FRANKLIN, Tenn. (Christian Examiner) – Digital marketer Ash Greyson spends a lot of his time thinking about movies and working to promote them, but even he grows tired of taking his children to watch supposedly "family films" that turn out to be anything but fully kid-friendly.

Take, for instance, the 2015 PG film "Alvin and the Chipmunks: The Road Chip," in which Theodore sings and dances to the sexually suggestive Sir-Mix-A-Lot song "Baby Got Back." Most of the movie was innocent enough, but he and other parents were left wondering: Why was that in there?

"I then have to go and explain to my mother-in-law why my 5-year-old is singing, 'I like big butts and I cannot lie,'" Greyson told the Christian Examiner, laughing while also making a point.

Greyson, the founder of the digital marketing company Ribbow Media, has worked on some of the top faith-based films of all time, including "War Room." He believes Hollywood and the Christian film industry is missing an opportunity by not making faith-based animation films aimed at the entire family, whether it is a biblical movie or simply a film with biblical references and a strong moral message.

Although a plethora of successful faith-based films have hit theaters in the past five years, not one of them has been animated.

In fact, among the Top 50 grossing Christian films of all time, only three – "The Pirates Who Don't Do Anything" (2008), "Jonah: A Veggie Tales Movie" (2002) and "The Prince of Egypt" (1998) – were animated.

Compare that to the Top 50 mainstream domestic gross list, where a total of 10 animated movies – led by the likes of "Shrek 2" (2004), "The Lion King" (1994) and "Toy Story 3" (2010) – are ranked.

Although those latter two films were G-rated and mostly innocent, Shrek 2 was rated PG for crude humor, a brief substance reference and suggestive content – a fact that supports Greyson's point.

"Please give me more films like 'Prince of Egypt,'" Greyson said. "I know atheist parents who will let their kids watch 'Prince of Egypt.'"

Although animated films are notoriously more expensive to make, Greyson said he thinks the Christian community would "show up in droves" if the film is done well.

Scott Wysong, an associate professor of business at the University of Dallas, is another faith-based market expert who believes the Christian community would support an animated faith film.
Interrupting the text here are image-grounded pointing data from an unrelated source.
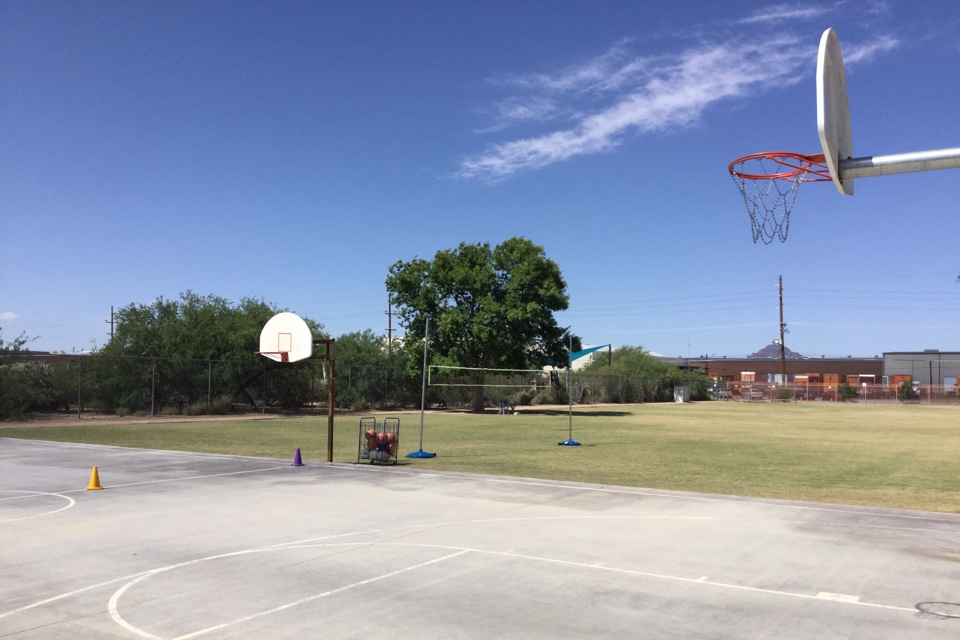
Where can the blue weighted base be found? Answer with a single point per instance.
(421, 454)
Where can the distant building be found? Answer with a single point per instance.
(930, 366)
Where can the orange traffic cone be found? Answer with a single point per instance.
(94, 481)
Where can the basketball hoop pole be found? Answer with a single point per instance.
(871, 166)
(329, 356)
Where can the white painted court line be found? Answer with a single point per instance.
(33, 494)
(702, 580)
(114, 600)
(837, 597)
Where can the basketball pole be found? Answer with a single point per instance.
(420, 453)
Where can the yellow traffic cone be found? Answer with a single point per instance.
(94, 481)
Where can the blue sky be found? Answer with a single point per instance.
(293, 151)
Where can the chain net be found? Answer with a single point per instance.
(769, 185)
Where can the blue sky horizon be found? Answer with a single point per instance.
(293, 151)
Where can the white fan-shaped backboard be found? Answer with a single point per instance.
(833, 109)
(286, 333)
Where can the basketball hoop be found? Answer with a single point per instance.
(769, 182)
(278, 356)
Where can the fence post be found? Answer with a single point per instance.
(209, 382)
(153, 387)
(79, 385)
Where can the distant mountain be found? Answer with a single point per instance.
(773, 351)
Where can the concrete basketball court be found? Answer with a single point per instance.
(181, 545)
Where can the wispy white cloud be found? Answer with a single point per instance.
(592, 107)
(867, 51)
(614, 95)
(784, 12)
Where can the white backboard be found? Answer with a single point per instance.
(286, 333)
(833, 109)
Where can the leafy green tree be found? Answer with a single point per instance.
(166, 350)
(25, 385)
(658, 377)
(488, 307)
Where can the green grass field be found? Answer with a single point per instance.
(880, 455)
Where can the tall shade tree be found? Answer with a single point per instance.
(488, 308)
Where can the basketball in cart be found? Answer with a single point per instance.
(378, 442)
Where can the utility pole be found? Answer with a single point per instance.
(783, 329)
(389, 313)
(110, 322)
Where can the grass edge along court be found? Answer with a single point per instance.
(893, 456)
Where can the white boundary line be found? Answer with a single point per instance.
(34, 494)
(113, 603)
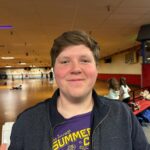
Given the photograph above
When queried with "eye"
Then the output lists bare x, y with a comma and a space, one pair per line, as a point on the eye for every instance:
64, 61
85, 60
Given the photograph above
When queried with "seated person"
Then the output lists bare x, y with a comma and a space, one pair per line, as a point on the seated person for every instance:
17, 87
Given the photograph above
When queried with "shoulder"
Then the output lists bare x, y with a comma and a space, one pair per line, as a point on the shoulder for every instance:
33, 115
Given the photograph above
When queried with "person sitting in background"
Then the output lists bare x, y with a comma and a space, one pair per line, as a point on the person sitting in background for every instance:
124, 90
19, 87
114, 89
76, 117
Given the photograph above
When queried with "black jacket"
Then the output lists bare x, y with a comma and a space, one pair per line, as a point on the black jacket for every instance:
114, 127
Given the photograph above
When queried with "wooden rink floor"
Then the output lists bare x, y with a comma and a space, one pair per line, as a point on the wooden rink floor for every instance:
13, 102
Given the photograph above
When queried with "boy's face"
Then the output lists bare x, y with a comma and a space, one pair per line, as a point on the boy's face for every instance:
75, 71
Wysong is a branding expert who gives business advice to filmmakers.

"Obviously, kids are a big market for toys, and so if you've got a faith-based animated movie, then you can tie in with retailers and fast-food restaurants," Wysong told CE. "I think the whole kid market would be lucrative."
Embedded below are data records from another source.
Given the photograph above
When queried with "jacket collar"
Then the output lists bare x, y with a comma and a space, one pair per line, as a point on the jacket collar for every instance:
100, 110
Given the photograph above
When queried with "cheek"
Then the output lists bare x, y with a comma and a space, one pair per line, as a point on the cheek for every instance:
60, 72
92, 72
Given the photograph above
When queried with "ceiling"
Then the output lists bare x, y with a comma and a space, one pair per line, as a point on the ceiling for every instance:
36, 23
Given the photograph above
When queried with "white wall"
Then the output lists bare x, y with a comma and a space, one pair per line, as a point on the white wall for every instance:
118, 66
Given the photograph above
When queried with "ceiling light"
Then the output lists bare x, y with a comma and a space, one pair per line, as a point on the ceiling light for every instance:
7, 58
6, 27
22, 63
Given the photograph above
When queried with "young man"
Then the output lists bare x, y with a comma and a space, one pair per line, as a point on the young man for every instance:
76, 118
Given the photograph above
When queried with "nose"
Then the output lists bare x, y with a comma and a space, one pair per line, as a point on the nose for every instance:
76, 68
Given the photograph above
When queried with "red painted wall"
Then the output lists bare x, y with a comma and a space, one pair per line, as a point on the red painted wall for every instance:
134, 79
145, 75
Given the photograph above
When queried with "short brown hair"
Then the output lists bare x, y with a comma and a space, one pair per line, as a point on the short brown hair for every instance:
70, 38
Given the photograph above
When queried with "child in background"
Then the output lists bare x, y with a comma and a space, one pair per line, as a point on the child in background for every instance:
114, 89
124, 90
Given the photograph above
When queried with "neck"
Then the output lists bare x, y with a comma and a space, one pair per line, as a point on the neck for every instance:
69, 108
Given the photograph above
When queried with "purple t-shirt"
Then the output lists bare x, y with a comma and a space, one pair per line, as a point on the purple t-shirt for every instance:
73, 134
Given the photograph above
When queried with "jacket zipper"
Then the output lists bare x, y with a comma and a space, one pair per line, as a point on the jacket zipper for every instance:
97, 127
Although some mainstream restaurants may not be as quick to support a Christian animated film with toy giveaways, other restaurants – such as Chick-fil-A – might do so, Wysong added.

Animated films allow studios to "get the whole family there" in the theater, perhaps doubling or even tripling the number of tickets that otherwise would be sold, he said.

Greyson said that even with the best of faith-based films, you "have to get a babysitter."

"We have to plan ahead," Greyson said of him and other parents with small children. "I can't take my kids because a lot of these movies deal with adult issues. To me, the lack of animated films is the biggest disconnect [in the faith film industry] that we haven't cracked."